Why is the secular office of a poet laureate sponsored by a Christian church?
Here’s how Pastor Tad Monroe explained it: “We haven’t approached this with the idea of putting any parameters around the poetry. Bill has been very respectful to do urban poetry that isn’t offensive to anyone. But we also make sure he isn’t being stifled.”
“I have yet to edit anything for Urban Grace, but I keep the audience in mind,” said Kupinse. “My method isn’t to try to shock people.” Is it good? Judge for yourself (see sidebar).
Kupinse didn’t attend Urban Grace before the contest, but spirituality is a core issue for him, although he won’t claim any particular faith. “I’m not trying to be evasive,” he said. “I simply prefer to talk in terms of the spiritual, as opposed to the denominational.”
What does a poet laureate do all day?
Kupinse’s professorial day job keeps him plenty busy. This quarter, he’s teaching three courses — Literature and the Environment, Introduction to Writing Poetry and Writing and the Environmental Imagination. About his poetry class, Kupinse quotes W. B. Yeats: “A line will take us hours, maybe.” Kupinse’s point is that the writing of poetry takes “fierce attention and substantial effort.”

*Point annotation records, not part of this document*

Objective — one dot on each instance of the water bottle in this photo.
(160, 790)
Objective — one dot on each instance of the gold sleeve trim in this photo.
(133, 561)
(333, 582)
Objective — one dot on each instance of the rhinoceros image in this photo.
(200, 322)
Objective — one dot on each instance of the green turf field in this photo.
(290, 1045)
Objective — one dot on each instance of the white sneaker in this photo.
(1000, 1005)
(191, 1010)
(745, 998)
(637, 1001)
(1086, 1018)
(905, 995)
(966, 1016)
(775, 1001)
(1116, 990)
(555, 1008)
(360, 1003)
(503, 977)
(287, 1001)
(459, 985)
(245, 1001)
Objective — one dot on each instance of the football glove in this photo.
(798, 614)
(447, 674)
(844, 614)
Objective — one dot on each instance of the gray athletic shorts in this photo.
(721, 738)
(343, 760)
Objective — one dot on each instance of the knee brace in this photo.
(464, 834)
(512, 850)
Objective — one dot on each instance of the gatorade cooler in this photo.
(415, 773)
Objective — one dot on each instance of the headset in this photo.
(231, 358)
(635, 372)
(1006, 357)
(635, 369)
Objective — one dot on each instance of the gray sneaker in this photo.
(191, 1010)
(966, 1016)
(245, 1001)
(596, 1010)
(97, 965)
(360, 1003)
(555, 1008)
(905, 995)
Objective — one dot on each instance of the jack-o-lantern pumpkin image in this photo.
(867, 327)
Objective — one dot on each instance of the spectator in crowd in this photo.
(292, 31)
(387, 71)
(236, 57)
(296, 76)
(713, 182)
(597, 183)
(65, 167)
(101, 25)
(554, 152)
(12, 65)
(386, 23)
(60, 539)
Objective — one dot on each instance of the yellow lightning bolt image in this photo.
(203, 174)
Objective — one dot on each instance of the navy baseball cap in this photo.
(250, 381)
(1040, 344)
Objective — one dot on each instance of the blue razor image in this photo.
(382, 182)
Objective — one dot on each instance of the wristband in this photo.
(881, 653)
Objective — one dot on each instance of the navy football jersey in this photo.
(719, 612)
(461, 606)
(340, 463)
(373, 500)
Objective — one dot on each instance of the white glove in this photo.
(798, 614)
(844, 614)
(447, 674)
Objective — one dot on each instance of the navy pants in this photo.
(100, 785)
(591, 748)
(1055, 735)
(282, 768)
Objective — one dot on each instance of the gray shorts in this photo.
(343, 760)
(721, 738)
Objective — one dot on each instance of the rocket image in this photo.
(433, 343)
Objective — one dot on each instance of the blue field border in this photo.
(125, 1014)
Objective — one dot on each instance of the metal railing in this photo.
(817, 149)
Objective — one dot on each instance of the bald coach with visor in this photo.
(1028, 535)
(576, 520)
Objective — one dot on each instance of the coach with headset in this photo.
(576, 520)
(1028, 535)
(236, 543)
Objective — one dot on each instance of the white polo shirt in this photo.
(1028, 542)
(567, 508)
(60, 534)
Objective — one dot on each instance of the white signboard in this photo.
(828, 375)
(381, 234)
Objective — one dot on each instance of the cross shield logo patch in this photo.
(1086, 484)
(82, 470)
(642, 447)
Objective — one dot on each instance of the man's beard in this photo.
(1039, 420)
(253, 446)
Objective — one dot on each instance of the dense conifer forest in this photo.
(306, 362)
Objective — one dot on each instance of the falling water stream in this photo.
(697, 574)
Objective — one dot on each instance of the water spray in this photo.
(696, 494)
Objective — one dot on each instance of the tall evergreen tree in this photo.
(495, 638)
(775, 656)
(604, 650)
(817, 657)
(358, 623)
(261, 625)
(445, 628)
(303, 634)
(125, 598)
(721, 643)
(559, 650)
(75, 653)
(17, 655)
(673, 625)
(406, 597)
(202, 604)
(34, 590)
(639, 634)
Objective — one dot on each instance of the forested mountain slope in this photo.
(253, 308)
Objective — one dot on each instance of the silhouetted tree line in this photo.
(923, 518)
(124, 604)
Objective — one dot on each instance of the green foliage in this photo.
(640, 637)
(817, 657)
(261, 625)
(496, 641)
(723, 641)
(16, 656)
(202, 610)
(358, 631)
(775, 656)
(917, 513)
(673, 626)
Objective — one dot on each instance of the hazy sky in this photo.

Monroe and Walle would agree that substantial effort is what Kupinse has also put into the office of poet laureate. Aside from the twenty-six readings at Urban Grace, he’s taught a workshop at Tacoma Art Museum and is planning one at UPS early next year. That fulfills the official duties.
But once the word gets out that you’re poet laureate, the requests for your services start rolling in. So far, Kupinse has written a poem to celebrate the Bill of Rights for the Pierce County ACLU. He penned another for a Pierce County AIDS Foundation event. He’s spoken to writing students at Tacoma’s School of the Arts, read poetry at an Urban Grace–sponsored arts camp, read at a Tacoma Food Co-Op fundraiser and judged a black-out poem contest for the Tacoma News Tribune, where participants created poems by blacking out unwanted words from a section of the Trib. And that’s just for starters.
“It’s a heckuva good deal for one thousand dollars,” said Monroe. “Maybe in the future they’ll start asking for more.”
His favorite experience so far?
Local NPR station KXOT asked Kupinse to record a series of poems about Tacoma in a variety of locations where audio would factor into the reading. So far, Kupinse has recorded a poem about Point Defiance in the woods there. He did another at the Cushman electrical substation. “The space is beautiful,” he says of the substation. “It hums.” And he recorded a poem called “Blast” down on Ruston Way by the Silver Cloud Inn.
What did the poetry scene in Tacoma look like before the poet laureate era?
Ask Connie Walle. “When I first met Bill, we talked about the Tacoma poetry scene. He said we should get some readings going. I told him PSPC has had readings going for seventeen years.”
Walle is talking about Puget Sound Poetry Connection, which holds monthly readings and open mics at King’s Books the second Friday of every month. They often draw crowds of thirty-five to forty poets. “Seattle would kill for crowds like that at a reading,” said Walle, “but for some reason, it’s really hard to get any publicity.”
Kupinse, who has enthusiastically promoted PSPC’s events, hopes the poet laureate position will help to change that. “The position should act as a focal point for all the literary arts activities that are already happening in Tacoma.” It may work. Tacoma’s poet laureate post has already received more press in its short existence than Walle’s group has received in years.